Menu

Topic 3 of 8

CI CD For Data Pipelines

Learn CI CD For Data Pipelines for free with explanations, exercises, and a quick test (for Data Engineer).

Published: January 8, 2026 | Updated: January 8, 2026

Quick outline (open)
  • Why this matters
  • Concept explained simply
  • Mental model
  • Worked examples
  • Checklist before you ship
  • Exercises
  • Common mistakes
  • Practical projects
  • Who this is for
  • Prerequisites
  • Learning path
  • Next steps
  • Mini challenge

Why this matters

As a Data Engineer, you ship changes that can affect dashboards, machine learning features, and critical reports. CI/CD makes your data pipelines reliable by:

  • Blocking schema-breaking changes before they reach production.
  • Automatically testing transformations and DAGs on every pull request.
  • Promoting artifacts safely across dev → stage → prod with data quality gates.
  • Providing fast rollbacks if a deployment impacts SLAs.

Concept explained simply

CI (Continuous Integration) automatically checks your code every time you push: it installs dependencies, lints, runs unit tests, validates DAGs/SQL, and compiles your project. CD (Continuous Delivery/Deployment) packages your pipeline, deploys it to environments, runs smoke tests with real infrastructure, and promotes only if checks pass.

Mental model

Imagine a factory assembly line with gates:

  • Gate 1 (CI): Is the part built correctly? (lint, unit tests, compile, DAG check)
  • Gate 2 (CD - Dev): Does it run on real machines? (container build, deploy to dev)
  • Gate 3 (CD - Stage): Does data look healthy on sample/limited scope? (smoke and data quality checks)
  • Gate 4 (CD - Prod): Limited canary, observe metrics, then full rollout.

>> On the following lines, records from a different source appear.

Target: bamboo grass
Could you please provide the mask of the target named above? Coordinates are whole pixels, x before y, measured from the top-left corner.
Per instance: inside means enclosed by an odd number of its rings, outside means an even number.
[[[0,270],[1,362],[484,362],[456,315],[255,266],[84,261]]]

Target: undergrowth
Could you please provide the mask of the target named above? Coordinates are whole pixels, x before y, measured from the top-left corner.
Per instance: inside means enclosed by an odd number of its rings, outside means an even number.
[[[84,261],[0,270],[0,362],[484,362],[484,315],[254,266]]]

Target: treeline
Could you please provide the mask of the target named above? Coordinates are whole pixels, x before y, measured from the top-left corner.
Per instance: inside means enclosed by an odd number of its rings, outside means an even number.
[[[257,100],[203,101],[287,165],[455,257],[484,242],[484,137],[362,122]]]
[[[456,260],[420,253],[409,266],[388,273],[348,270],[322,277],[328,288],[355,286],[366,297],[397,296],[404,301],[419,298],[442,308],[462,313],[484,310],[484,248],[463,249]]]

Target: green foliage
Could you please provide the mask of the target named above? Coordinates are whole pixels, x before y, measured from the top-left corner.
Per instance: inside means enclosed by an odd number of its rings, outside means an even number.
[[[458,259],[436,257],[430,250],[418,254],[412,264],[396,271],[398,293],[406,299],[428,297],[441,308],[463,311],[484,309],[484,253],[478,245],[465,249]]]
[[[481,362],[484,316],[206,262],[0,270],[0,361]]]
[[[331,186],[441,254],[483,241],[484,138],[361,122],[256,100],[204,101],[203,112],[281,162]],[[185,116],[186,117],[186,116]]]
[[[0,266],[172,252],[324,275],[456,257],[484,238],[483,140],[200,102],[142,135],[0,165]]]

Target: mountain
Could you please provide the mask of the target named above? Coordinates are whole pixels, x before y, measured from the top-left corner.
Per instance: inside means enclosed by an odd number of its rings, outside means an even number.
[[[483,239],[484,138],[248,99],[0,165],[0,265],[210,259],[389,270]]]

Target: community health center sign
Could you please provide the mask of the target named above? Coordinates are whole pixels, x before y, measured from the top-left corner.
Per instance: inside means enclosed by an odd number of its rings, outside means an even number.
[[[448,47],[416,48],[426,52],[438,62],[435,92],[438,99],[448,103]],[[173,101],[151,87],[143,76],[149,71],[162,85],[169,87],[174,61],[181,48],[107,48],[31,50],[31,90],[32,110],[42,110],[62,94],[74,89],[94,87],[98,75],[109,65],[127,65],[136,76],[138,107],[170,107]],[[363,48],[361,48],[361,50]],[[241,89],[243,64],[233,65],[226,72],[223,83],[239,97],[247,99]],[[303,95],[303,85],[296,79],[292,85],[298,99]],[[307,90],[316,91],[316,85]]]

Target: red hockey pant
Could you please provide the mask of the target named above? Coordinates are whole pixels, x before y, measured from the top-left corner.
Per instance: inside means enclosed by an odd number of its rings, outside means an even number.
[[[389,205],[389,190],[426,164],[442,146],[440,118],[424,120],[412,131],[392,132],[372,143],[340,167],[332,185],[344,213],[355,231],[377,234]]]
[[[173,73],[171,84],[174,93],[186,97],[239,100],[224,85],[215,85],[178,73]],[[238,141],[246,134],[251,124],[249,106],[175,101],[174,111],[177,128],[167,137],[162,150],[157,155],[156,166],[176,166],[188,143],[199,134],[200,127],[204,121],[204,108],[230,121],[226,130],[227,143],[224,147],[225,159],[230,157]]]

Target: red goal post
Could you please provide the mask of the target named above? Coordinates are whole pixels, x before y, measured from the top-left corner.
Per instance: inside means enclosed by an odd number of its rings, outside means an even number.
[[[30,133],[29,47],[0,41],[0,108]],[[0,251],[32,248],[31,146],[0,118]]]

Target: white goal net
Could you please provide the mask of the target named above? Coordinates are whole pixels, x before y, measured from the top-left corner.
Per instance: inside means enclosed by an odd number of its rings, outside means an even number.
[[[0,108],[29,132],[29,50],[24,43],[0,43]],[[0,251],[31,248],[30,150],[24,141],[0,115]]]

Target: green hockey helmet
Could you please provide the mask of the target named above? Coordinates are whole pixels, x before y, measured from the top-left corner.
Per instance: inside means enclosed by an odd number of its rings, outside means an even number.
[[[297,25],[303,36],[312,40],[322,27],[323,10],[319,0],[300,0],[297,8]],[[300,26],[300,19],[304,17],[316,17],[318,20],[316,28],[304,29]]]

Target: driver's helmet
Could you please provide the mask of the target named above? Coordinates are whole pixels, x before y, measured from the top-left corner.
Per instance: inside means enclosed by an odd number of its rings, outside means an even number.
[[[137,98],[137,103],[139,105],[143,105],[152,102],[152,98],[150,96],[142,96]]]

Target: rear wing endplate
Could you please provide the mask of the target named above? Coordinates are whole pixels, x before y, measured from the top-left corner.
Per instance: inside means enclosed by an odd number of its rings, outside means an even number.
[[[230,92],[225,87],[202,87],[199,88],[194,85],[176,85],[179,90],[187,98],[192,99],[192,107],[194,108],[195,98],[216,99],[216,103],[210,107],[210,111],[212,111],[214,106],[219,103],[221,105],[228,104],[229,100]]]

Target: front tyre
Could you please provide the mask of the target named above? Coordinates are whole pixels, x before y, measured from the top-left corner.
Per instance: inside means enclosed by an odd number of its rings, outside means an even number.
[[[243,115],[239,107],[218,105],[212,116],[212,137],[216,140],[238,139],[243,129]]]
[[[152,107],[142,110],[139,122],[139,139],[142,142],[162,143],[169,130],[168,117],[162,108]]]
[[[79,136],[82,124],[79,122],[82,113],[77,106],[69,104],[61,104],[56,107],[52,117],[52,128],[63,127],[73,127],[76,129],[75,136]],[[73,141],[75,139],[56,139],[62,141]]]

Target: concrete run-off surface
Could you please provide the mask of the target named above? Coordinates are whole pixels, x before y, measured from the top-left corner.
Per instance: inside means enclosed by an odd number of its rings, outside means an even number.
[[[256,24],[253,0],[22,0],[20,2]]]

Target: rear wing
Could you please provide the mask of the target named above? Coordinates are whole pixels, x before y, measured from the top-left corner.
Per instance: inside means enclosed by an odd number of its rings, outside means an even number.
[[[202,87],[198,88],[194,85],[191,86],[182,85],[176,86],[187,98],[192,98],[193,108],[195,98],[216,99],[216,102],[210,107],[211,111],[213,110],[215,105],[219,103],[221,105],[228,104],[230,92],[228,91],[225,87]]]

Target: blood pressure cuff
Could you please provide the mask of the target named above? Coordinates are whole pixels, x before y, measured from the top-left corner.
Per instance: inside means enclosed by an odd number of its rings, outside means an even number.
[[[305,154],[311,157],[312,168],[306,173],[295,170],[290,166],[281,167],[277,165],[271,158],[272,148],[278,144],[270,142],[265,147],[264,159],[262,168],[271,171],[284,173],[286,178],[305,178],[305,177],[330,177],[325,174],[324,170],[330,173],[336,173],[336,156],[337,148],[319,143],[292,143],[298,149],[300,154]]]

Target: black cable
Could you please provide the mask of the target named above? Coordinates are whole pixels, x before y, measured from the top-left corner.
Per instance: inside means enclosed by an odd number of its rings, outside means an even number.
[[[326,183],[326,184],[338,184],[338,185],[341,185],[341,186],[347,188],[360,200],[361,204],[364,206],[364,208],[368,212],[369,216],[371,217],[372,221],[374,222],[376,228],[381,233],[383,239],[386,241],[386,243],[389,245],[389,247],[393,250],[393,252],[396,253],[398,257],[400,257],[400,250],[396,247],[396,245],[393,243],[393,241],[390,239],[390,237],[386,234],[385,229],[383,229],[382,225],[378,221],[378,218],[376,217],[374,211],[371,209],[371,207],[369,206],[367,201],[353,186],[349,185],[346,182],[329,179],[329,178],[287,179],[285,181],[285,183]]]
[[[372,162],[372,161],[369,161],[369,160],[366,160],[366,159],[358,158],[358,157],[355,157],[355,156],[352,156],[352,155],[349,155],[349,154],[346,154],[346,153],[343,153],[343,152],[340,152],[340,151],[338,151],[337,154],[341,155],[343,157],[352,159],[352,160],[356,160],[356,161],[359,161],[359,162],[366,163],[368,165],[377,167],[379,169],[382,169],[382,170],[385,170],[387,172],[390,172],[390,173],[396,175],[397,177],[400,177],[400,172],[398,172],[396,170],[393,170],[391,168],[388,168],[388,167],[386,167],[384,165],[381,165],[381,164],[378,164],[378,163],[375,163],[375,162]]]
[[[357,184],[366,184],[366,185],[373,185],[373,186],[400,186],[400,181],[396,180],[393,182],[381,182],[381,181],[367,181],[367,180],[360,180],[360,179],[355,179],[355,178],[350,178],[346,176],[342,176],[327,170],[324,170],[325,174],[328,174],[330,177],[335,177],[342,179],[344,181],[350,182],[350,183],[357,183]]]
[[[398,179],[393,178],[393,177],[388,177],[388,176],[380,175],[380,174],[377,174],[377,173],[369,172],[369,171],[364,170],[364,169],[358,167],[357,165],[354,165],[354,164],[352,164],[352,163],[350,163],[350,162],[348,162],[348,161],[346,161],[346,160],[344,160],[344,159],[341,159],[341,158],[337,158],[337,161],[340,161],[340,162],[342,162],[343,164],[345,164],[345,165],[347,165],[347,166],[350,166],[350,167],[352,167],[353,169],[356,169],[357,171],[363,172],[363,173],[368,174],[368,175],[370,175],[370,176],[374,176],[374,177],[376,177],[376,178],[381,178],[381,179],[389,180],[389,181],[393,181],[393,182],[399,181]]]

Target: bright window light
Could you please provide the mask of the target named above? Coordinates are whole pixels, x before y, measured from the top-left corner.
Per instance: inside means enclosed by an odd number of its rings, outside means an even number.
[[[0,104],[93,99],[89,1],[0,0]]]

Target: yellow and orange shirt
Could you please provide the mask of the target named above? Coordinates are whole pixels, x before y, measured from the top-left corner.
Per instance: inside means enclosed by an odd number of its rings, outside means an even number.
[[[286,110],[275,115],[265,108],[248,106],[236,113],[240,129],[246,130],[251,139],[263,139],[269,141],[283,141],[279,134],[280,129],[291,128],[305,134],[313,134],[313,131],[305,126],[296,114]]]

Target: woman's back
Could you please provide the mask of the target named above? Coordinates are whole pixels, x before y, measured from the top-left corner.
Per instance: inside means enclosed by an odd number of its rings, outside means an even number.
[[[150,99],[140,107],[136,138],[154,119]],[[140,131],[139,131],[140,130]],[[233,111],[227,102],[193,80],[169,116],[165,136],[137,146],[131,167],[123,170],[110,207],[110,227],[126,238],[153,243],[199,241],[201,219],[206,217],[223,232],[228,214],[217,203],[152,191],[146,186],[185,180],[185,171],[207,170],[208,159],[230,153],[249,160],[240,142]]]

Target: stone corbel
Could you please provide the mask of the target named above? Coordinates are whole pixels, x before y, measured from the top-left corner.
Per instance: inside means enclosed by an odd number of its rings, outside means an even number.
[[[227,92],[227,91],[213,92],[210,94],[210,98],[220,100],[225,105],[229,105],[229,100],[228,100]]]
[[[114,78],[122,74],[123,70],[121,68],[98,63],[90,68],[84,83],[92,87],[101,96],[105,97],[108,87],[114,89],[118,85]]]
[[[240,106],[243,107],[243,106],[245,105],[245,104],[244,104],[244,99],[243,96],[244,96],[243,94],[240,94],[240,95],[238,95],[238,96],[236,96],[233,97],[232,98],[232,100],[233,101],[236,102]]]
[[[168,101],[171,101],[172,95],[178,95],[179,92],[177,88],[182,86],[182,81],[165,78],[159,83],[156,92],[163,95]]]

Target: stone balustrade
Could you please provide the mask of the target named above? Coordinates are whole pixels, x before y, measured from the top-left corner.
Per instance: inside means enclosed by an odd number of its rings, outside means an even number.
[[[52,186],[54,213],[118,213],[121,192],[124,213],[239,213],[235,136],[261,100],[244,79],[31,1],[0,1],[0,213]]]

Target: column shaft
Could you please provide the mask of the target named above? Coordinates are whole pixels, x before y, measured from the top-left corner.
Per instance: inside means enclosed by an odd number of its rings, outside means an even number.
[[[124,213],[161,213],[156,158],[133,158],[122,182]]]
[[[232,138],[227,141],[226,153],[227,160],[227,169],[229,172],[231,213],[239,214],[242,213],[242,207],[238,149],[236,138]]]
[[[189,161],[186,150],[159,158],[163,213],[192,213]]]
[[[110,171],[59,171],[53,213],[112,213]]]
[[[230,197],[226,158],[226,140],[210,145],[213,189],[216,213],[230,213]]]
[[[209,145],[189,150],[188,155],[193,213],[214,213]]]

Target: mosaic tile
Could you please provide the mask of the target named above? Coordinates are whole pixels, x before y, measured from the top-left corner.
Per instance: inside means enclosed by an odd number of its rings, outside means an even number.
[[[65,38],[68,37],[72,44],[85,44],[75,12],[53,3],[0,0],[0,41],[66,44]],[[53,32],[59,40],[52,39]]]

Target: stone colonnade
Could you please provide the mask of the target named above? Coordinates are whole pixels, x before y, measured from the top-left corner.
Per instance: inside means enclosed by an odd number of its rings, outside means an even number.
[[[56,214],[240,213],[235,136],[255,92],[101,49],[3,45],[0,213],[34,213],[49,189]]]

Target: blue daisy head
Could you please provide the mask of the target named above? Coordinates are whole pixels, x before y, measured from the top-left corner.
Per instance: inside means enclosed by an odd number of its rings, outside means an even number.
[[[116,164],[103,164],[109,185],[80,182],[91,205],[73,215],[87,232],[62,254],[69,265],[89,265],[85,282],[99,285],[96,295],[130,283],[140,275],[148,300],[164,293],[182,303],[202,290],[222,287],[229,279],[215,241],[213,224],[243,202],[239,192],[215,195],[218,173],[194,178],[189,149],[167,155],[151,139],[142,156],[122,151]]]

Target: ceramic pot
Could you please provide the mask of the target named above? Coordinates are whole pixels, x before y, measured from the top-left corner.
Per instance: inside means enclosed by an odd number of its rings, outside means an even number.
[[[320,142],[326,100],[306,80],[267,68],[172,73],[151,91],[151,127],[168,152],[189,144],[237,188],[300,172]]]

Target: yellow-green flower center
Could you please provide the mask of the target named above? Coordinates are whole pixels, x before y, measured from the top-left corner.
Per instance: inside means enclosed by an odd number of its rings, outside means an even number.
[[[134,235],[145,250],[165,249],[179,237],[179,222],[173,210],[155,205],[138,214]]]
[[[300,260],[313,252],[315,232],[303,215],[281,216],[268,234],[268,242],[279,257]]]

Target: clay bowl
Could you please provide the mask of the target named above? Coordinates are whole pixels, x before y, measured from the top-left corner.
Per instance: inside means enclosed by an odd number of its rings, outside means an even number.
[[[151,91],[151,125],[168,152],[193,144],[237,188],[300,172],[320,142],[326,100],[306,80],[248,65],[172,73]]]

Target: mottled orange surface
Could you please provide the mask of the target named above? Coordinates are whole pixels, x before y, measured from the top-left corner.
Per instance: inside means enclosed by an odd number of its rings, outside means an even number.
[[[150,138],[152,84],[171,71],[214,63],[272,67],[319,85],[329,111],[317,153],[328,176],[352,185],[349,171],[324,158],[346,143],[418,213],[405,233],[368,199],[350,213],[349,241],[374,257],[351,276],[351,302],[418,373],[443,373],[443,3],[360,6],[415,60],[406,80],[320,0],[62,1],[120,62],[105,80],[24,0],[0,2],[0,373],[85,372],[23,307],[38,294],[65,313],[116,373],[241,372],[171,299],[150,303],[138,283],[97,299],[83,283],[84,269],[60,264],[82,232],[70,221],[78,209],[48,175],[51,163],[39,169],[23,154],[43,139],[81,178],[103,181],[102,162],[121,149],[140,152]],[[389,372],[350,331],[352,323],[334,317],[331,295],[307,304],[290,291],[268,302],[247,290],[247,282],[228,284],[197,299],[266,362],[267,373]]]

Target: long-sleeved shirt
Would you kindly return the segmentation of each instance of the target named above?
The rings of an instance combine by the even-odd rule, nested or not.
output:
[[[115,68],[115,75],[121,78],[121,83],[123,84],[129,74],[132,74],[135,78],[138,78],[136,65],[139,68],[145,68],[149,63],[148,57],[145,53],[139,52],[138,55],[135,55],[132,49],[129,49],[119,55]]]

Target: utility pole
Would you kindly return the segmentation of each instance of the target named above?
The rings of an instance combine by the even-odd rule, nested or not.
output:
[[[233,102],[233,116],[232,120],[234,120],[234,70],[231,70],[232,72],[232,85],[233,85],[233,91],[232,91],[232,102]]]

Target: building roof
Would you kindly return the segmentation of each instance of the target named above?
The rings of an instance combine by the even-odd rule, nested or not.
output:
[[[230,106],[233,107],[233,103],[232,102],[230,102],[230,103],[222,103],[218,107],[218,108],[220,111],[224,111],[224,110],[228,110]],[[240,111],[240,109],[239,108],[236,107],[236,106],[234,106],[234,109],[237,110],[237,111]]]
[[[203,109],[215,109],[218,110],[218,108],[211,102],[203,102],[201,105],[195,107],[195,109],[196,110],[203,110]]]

Rollback ready.

Worked examples

Example 1 — Minimal CI for a dbt + Python pipeline

This CI runs on every pull request:

name: ci
on: [pull_request]
jobs:
  build-test:
    runs-on: ubuntu-latest
    steps:
      - name: Checkout
        uses: actions/checkout@v4
      - name: Set up Python
        uses: actions/setup-python@v5
        with:
          python-version: '3.10'
      - name: Install dependencies
        run: |
          python -m pip install --upgrade pip
          pip install -r requirements.txt
      - name: Lint
        run: ruff check .
      - name: Unit tests
        run: pytest -q tests/unit
      - name: Validate dbt project
        run: |
          dbt deps
          dbt compile
      - name: Validate Airflow DAGs
        run: python -m pyflakes dags || true

What this catches: style errors, failing unit tests, SQL compile errors, and obvious DAG import errors before merging.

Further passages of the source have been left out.